Print out the new URL for this case, and verify that this new URL also works.

In [190]:
len_ext_attack("http://hw4.lunchtimeattack.wtf/download?token=3d77561ec4e40b8f1fe9752f555ecb56e842eb93&file_name=account_data.tar.gz")

'http://hw4.lunchtimeattack.wtf//download?token=529386757d238473e599a0e77f288d606b9a3f6d&file_name=account_data.tar.gz%80%00%00%00%00%00%00%00%00%00%00%00%00%00%00%00%00%00%00%00%00%00%00%00%00%00%00%00%00%00%00%00%00%00%00%00%00%00%00%00%00%00%00%00%00%00%00%00%00%00%00%00%00%00%00%00%00%00%00%00%00%00%00%00%00%01%E8&file_name=hw4_part2.txt'

In [191]:
len_ext_attack("http://hw4.lunchtimeattack.wtf/download?token=7a68ef4b896191beae031a7d6d3ce4efb1e5fe8a&file_name=picture%20of%20hotdog.png")
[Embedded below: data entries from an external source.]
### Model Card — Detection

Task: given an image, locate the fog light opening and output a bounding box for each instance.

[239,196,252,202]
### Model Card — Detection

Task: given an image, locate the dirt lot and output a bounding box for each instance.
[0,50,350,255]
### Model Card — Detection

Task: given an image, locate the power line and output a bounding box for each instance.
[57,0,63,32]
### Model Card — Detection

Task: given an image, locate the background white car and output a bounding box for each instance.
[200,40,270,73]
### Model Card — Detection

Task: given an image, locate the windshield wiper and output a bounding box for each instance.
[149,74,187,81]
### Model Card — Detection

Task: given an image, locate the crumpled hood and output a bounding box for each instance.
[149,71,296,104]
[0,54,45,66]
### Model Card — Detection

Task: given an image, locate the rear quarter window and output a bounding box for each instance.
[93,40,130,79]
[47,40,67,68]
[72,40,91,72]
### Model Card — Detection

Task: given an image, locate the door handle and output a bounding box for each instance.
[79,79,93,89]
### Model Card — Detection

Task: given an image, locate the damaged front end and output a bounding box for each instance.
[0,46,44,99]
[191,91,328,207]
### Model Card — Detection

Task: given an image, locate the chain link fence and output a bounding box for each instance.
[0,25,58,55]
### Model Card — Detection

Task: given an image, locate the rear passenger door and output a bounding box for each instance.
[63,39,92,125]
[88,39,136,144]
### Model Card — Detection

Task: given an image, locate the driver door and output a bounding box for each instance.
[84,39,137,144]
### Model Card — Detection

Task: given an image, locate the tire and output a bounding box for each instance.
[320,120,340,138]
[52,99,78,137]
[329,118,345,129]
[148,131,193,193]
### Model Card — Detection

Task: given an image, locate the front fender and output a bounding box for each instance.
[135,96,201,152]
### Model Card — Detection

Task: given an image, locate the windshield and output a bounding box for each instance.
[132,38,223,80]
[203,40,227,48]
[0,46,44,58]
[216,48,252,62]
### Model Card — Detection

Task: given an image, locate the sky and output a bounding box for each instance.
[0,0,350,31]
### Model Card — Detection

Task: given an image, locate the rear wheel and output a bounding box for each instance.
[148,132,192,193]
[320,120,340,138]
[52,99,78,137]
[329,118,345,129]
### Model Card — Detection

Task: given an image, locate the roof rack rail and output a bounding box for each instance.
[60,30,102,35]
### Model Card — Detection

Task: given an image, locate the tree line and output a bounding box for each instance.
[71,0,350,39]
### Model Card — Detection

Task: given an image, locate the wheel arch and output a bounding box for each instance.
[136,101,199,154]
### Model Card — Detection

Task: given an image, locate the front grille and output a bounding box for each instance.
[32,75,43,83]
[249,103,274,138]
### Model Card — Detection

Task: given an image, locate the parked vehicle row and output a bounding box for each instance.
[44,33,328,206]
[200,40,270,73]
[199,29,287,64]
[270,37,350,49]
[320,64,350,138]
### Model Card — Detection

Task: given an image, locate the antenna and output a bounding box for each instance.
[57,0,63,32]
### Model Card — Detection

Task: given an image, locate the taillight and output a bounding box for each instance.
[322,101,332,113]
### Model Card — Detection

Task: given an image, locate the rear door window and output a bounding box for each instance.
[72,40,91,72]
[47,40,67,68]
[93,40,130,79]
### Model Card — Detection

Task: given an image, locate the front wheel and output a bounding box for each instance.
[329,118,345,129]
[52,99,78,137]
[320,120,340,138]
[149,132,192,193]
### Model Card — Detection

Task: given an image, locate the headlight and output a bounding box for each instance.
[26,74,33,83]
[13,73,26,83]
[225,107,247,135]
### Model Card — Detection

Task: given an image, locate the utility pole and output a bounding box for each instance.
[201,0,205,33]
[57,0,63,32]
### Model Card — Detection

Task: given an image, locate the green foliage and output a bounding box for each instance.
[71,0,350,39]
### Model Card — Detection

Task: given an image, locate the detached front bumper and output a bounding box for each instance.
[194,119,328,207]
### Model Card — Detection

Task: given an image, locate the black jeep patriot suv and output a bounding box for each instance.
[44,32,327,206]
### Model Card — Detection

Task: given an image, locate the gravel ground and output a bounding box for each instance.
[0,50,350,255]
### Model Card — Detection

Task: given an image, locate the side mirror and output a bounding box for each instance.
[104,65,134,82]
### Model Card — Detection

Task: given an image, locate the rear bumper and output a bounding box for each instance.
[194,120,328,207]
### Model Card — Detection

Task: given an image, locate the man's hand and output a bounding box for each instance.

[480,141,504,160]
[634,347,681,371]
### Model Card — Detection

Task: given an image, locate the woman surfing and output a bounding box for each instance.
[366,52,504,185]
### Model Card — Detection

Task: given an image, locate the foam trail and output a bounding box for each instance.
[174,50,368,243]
'http://hw4.lunchtimeattack.wtf//download?token=33d874d732e5c7b52b90fa55730d5a979633663f&file_name=picture%20of%20hotdog.png%80%00%00%00%00%00%00%00%00%00%00%00%00%00%00%00%00%00%00%00%00%00%00%00%00%00%00%00%00%00%00%00%00%00%00%00%00%00%00%00%00%00%00%00%00%00%00%00%00%00%00%00%00%00%00%00%00%00%00%00%00%00%00%01%F8&file_name=hw4_part2.txt'

In [192]:
len_ext_attack("http://hw4.lunchtimeattack.wtf/download?token=c41ca39b4a4cfa0b898a4376c3a6dc669cf37f6e&file_name=Tux-ECB.png")

'http://hw4.lunchtimeattack.wtf//download?token=b190468a5de4bac72c0fbbd191a75f25718a29ce&file_name=Tux-ECB.png%80%00%00%00%00%00%00%00%00%01%A8&file_name=hw4_part2.txt'

In [193]:
len_ext_attack("http://hw4.lunchtimeattack.wtf/download?token=a67425f21064d4bf21999ad945c109294faac2d2&file_name=solutions.pdf")

'http://hw4.lunchtimeattack.wtf//download?token=ac65c1c74a03c9dfc9678657ee043d67e76e9ca3&file_name=solutions.pdf%80%00%00%00%00%00%00%01%B8&file_name=hw4_part2.txt'

## 4-5. Part 2 [10 pts]

Go to the new URL that your function returned to download the `hw4_part2.txt` file.
Submit your answers for Part 2 on the same CodePost assignment with the filename `hw4_part2_answers.txt`.